The question on the viewer’s mind might be, did the artist love the literature or was he simply searching for inspiration? It's an interesting thought. But this artist was definitely a man who enjoyed painting attention-grabbing scenes. Once you’ve feasted your senses and imagination on one of his works of art, you feel as if you've immersed yourself in the story and experienced these emotions too. This painting is in the collection of Manchester City Art Galleries.
Ford Madox Brown was a French-born artist, the son of English parents. He doesn’t appear to have received a lot of education, but he studied his art in continental Europe. His place of study was Belgium, in the cities of Bruges and Antwerp. As a 19th-century artist, he was heavily influenced by the romantic and pre-Raphaelite movements. He painted in watercolours as well as in oils. Just like many of the figures in his paintings, this artist knew and experienced personal tragedies.
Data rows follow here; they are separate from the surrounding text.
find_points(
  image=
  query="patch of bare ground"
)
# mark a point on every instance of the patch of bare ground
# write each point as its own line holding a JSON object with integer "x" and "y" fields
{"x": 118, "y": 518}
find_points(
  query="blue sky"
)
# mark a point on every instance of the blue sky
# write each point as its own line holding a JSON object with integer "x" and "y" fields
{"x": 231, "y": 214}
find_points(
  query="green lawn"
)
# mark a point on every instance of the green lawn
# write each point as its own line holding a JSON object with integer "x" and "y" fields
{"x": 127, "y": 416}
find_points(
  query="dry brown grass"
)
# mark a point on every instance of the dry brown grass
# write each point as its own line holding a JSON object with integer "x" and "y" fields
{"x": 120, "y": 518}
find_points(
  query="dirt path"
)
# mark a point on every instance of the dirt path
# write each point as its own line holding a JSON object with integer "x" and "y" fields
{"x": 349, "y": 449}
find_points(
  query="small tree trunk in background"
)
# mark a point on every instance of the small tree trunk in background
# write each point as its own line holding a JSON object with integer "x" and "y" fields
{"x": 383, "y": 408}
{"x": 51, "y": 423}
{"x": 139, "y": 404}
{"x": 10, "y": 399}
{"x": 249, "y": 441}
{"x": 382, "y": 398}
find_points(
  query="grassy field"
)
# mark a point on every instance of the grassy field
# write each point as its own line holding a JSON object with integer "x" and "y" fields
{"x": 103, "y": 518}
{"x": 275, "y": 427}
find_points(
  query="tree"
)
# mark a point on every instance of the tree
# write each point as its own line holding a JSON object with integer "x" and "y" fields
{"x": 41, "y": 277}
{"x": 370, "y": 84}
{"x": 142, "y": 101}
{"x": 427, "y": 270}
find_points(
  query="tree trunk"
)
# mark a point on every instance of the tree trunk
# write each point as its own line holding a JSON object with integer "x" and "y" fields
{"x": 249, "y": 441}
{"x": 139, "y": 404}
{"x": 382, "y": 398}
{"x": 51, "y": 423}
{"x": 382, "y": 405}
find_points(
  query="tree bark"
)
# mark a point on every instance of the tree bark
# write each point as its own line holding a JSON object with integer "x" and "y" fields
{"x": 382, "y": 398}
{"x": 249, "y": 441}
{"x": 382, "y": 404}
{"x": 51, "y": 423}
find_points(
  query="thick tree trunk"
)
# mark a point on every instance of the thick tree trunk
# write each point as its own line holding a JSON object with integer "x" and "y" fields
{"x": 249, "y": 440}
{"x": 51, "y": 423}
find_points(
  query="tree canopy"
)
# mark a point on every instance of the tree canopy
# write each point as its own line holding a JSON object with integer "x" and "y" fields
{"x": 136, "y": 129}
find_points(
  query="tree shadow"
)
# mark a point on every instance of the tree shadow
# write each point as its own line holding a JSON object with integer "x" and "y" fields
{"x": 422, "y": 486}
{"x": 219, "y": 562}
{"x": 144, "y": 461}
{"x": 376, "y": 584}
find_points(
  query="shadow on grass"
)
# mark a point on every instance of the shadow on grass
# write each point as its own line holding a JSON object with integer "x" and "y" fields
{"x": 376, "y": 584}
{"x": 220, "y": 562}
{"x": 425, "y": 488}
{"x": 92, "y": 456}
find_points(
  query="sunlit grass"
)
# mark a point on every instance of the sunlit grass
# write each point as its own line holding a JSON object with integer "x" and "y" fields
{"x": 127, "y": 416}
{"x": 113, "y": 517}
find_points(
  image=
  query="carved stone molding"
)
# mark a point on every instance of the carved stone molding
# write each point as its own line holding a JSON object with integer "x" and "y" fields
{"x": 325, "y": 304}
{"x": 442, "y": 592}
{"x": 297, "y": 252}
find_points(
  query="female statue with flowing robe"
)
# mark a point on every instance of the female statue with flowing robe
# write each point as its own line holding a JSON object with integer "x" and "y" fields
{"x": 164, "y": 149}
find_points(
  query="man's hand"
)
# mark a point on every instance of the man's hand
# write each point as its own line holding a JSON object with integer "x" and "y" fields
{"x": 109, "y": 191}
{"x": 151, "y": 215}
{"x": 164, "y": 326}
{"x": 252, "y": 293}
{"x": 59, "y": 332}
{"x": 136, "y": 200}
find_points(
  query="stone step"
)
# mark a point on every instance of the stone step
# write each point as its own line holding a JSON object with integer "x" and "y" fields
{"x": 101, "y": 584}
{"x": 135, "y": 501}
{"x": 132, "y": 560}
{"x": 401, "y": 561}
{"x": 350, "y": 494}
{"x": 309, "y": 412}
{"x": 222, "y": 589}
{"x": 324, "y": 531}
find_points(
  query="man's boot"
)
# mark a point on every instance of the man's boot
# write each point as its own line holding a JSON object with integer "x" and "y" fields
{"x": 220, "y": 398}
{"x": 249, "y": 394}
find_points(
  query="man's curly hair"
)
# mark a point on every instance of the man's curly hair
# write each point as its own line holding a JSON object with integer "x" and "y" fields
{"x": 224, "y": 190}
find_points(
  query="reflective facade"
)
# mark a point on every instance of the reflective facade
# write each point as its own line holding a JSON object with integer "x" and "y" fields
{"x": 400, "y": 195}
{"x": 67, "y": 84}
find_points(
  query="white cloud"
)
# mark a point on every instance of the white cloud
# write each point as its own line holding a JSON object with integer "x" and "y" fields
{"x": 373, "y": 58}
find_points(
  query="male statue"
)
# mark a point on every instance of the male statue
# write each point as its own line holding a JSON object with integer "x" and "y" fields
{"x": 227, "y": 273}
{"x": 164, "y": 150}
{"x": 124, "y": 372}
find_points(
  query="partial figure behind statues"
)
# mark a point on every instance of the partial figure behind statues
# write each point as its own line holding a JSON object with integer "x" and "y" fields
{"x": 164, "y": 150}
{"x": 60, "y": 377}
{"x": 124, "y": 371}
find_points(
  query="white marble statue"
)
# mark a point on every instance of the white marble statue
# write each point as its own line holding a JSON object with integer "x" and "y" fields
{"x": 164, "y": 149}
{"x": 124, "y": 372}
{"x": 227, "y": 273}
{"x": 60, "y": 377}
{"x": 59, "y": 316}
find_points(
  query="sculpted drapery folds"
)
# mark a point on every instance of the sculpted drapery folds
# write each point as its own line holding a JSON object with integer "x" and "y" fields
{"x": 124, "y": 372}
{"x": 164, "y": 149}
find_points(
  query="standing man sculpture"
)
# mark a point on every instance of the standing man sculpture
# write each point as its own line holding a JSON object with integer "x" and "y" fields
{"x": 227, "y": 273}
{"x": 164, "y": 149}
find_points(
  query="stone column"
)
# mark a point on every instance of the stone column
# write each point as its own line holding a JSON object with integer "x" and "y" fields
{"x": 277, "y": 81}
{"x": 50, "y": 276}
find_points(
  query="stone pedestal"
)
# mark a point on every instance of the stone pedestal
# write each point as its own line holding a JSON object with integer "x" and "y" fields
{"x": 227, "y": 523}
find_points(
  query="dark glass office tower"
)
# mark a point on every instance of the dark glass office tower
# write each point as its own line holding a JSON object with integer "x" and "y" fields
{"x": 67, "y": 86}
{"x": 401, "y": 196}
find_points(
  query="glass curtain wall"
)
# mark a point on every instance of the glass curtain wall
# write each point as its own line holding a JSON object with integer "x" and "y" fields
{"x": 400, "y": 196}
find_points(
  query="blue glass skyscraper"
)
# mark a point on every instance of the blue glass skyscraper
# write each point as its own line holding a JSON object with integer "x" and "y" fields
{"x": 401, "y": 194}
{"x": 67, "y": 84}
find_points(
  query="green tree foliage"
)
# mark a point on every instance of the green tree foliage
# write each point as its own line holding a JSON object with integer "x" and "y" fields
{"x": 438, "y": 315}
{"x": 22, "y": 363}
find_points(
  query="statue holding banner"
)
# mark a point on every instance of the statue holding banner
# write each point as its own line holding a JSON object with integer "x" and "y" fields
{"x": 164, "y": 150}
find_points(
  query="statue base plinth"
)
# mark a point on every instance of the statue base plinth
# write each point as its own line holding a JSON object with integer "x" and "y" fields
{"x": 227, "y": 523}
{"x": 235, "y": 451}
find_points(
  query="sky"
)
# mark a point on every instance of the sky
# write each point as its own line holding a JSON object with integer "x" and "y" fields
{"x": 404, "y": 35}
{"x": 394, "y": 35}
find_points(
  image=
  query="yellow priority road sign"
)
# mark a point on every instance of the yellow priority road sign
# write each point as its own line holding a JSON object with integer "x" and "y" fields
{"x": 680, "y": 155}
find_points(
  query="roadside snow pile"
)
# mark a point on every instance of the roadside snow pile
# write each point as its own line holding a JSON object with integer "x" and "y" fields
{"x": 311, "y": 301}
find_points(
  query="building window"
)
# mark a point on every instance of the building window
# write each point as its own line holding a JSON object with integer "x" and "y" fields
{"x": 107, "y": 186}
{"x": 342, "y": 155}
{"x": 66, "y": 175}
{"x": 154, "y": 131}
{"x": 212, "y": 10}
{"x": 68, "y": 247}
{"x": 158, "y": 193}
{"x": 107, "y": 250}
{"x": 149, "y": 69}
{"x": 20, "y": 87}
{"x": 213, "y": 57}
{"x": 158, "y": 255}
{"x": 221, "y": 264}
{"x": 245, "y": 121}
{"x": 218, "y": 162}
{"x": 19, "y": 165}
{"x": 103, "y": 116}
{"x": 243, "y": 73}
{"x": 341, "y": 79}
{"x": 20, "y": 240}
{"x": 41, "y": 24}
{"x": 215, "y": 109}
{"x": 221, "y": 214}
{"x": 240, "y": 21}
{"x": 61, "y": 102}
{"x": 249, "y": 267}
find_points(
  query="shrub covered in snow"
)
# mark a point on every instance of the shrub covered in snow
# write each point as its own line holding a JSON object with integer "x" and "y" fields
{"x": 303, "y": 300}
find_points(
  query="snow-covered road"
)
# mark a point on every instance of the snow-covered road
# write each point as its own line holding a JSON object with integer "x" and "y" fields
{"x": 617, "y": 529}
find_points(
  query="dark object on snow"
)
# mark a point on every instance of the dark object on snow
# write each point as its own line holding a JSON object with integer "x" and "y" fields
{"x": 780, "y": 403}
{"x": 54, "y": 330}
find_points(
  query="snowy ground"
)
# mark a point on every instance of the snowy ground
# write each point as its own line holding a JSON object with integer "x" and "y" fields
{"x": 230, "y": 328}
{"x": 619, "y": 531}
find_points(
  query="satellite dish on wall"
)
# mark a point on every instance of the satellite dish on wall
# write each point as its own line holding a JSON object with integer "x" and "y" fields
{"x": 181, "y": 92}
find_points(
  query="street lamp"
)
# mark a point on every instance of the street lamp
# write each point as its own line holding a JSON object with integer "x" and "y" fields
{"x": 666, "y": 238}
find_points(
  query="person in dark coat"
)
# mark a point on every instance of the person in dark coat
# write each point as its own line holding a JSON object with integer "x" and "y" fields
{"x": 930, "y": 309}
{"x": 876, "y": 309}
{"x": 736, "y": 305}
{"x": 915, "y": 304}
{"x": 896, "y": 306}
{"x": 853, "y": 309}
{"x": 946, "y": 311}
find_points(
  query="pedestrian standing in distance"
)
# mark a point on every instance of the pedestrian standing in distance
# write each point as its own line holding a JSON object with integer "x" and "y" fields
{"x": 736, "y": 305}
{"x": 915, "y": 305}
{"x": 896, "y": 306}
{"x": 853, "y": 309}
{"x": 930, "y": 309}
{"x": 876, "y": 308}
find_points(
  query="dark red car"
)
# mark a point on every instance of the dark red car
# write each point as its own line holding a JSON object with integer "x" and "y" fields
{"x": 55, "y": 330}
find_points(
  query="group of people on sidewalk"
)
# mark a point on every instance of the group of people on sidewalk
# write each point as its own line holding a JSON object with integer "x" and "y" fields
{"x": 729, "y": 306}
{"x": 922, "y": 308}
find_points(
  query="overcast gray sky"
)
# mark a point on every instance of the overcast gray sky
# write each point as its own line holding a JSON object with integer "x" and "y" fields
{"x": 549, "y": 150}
He lost his first wife, Elizabeth Bromley to pulmonary tuberculosis when she was only 27 years old. He later got involved with one of his models, Emma Hill. They didn’t marry initially because she was not his social equal, but they married eventually. Several children were born to the artist through both his marriages. But sadly, most of them died, with the exception of two daughters. The celebrated novelist Ford Madox Ford was his grandson, being the son of his younger daughter.